Other than a handful of doctors and scientists, did anyone in government acquit themselves brilliantly in the early days of the pandemic? Many officials had to be educated about the nature of the threat and certainly needed substantial persuasion before they agreed to order dramatic changes in people’s behavior that would infringe on personal liberty and cause enormous economic damage.

Even New York Gov. Andrew Cuomo, who has become, in the eyes of many Democrats, the anti-Trump — trustworthy, transparent and reassuring — didn’t implement aggressive stay-at-home measures until March 20. Thomas Frieden, the former head of the Centers for Disease Control and Prevention, has estimated that if social distancing rules had been put in place in New York just a week or two earlier, 50% to 80% of the deaths in that city could have been avoided.
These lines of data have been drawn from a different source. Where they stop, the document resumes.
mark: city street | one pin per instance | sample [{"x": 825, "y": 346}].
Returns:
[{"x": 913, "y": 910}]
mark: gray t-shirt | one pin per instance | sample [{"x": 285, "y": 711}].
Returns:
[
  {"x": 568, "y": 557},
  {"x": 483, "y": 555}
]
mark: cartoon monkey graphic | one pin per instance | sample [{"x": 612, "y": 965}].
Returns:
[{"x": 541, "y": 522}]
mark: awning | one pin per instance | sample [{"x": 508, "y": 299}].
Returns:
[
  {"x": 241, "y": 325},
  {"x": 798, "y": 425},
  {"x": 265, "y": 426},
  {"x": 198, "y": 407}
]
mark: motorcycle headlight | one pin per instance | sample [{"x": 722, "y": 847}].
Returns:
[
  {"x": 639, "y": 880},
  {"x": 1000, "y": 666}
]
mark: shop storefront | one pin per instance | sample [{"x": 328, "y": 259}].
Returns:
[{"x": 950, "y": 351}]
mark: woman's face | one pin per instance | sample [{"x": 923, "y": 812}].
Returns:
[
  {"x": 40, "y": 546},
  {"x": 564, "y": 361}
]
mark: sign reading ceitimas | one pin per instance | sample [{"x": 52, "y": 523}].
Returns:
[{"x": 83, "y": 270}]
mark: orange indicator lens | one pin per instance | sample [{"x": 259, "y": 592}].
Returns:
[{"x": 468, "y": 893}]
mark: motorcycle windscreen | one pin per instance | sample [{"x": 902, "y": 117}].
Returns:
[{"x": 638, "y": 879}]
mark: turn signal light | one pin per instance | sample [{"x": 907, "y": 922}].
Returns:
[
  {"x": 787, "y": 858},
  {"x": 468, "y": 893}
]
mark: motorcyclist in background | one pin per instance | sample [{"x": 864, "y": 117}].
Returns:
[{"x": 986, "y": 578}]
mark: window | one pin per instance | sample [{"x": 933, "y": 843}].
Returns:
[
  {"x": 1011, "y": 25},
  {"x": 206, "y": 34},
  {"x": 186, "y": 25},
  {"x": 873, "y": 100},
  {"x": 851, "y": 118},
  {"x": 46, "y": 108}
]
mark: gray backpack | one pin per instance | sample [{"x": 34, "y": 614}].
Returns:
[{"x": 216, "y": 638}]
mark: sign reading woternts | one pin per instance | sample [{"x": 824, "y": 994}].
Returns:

There will be years of studies and reports and analyses, and more than enough second-guessing and Monday morning quarterbacking. Undoubtedly the November elections will be won or lost on the basis of our how candidates responded to the crisis — or failed to. And that will be entirely appropriate.

But the cynical finger-pointing, the deflection of responsibility, the politicization of a dreadfully serious pandemic is not right, and it’s certainly not right at this moment. Our leaders need to keep their focus on getting us through the pandemic and beyond. Later we can go back to the recriminations.